Daß Not kein Gebot kennt, ist inzwischen im Gesundheitswesen Alltag. Dieses funktioniert nur noch, weil Gesundheits- und Krankenpfleger sowie Ärzte aus den östlichen Nachbarländern verhältnismäßig unkompliziert Arbeitsgenehmigungen erhalten. 14 Prozent des Gesundheitspersonals waren 2021 über 60 Jahre alt. Weitere 27 Prozent sind 50 bis 60 Jahre alt. Eine Altersverteilung, die dem statistischen Durchschnitt der deutschen Bevölkerung in den jeweiligen Altersgruppen entspricht.

Von den Auswirkungen der Überalterung besonders betroffen werden die ostdeutschen Flächenländer sein. In den Ballungsräumen werde die Erwerbsbevölkerung eher stabil bleiben als in ländlichen Regionen, schätzt das Statistische Bundesamt. Eine aktuelle Studie der Versicherungswirtschaft sieht aber auch im Westen drohende Probleme. Bayern, Baden-Württemberg und Nordrhein-Westfalen seien am stärksten von den demographischen Kosten betroffen, weil der Renteneintritt der Babyboomer, milliardenschwere Lücken in die Länderetats reiße. In Mecklenburg-Vorpommern, Sachsen oder Sachsen-Anhalt würden dagegen die altersabhängigen Ausgaben die Einnahmen etwas weniger stark übersteigen als im Süden und Westen der Republik.

Fragt man die Deutschen, wie der Entwicklung der Bevölkerungstruktur und dem Fachkräftemangel begegnet werden könnte, bevorzugen 78 Prozent die Aus- und Weiterbildung vor allem von Langzeitarbeitslosen. Bei der Umfrage des Ifo-Instituts unter 4.000 Menschen nannten nur zwölf Prozent eine Zuwanderung von Ausländern in den Arbeitsmarkt. Aus Sicht der Arbeitsmarktforscher unterschätzt eine Mehrheit der Deutschen die Tragweite des Problems für den Wohlstand des Landes. Stettes, der beim arbeitgebernahen IW das Themenfeld „Arbeitswelt und Tarifpolitik“ leitet, sagt, daß „alle inländischen Potentiale nicht ausreichen, um die Lücke zu füllen“.
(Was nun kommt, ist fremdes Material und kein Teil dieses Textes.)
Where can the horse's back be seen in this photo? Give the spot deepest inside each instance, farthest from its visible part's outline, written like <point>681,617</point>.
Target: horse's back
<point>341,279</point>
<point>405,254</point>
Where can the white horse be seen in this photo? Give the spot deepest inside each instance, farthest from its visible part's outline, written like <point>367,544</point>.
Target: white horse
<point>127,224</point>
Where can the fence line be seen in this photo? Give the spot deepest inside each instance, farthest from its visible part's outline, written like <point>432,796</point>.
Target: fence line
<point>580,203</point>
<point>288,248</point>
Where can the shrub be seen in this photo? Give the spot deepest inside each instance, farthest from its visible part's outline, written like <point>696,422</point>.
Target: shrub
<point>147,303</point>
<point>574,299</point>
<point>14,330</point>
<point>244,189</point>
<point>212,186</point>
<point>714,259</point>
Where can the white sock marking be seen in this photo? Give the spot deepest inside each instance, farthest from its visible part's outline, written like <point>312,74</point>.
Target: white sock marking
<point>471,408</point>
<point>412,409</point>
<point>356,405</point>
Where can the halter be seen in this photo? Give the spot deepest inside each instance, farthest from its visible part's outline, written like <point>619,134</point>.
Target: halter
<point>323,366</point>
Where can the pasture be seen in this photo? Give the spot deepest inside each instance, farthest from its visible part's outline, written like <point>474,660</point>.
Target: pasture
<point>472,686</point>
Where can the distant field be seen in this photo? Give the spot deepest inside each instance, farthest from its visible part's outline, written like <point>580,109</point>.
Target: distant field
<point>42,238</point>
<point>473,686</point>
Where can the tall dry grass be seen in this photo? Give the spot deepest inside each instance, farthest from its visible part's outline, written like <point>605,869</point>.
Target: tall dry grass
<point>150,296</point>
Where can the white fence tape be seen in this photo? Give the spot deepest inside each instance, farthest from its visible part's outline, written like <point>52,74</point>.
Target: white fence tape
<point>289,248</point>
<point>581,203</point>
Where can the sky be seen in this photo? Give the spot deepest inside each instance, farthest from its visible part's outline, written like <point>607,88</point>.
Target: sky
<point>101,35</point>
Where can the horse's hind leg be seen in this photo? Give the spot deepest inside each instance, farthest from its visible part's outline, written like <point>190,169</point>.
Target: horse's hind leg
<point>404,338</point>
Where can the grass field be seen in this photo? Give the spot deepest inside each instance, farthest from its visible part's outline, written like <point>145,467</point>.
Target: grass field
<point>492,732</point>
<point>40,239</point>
Einzig mehr Roboter und Künstliche Intelligenzen bergen laut verschiedenen Studien ein Entlastungspotential gegen den kommenden Arbeitskräftemangel. Viele Berufe lassen sich bisher zwar schwer durch Maschinen ersetzen. Doch eine Studie der KI-Firma OpenAI berechnet, daß 19 Prozent aller US-Arbeitsplätze zu einem hohen Grad – das heißt bei der Hälfte aller anfallenden Aufgaben – durch Künstliche Intelligenzen beeinflußt werden. Die US-Beratungsfirma Goldman Sachs berechnete jüngst, daß etwa 300 Millionen Arbeitsplätze weltweit wegfallen könnten oder zumindest stark verändert werden. Administrative und juristische Funktionen seien hier ebenso stark betroffen wie Mathematiker, Steuerfachangestellte oder Übersetzer, Schriftsteller und Journalisten.